Proses vaccinasi lainnya, kerbau dikumpulkan di kolong rumah. Di pedesaan, rumah masyarakat adalah rumah adat yang mempunyai kolong tinggi dan luas dan diberi pagar. Petugas bisa memvaccin kerbau dari luar pagar pada saat kerbau dekat dengan pagar.  Kehati-hatian sangat dibutuhkan karena berurusan dengan kerbau liar. Oleh karena proses mengumpulkan kerbau sangat merepotkan sementara para peternak adalah juga petani yang sibuk di ladang, maka kemauan masyarakat peternak untuk melakukan vaccinasi sangat minim.

Kemauan peternak melaksanakan vaccinasi juga dipengaruhi oleh kurangnya pemahaman mengenai manfaat vaccin.
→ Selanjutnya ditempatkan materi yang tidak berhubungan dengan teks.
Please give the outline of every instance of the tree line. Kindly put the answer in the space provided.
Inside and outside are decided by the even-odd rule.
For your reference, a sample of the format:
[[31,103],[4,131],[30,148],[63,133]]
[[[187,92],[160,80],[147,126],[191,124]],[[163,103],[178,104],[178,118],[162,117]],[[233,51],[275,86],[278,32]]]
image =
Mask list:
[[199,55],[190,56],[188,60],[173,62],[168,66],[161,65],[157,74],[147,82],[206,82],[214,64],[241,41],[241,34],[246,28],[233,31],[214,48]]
Hal ini berkenaan dengan tingkat pendidikan peternak.  Peternak di Pulau Samosir didominasi peternak dengan tingkat pendidikan rendah, kebanyakan tamat SMP. Kebanyakan peternak berusia di atas empat puluh tahun baik bapak maupun ibu.  Angkatan muda tidak banyak yang bermukim di desa, umumnya mereka merantau.  Khusus mengenai penyakit, pengetahuan peternak sangat minim.

Kematian satu ekor kerbau saja sangat menyakitkan kepada peternak, karena mereka menumpukan harapan pada kerbau untuk membantu segala biaya kehidupan termasuk untuk proses ritual adat.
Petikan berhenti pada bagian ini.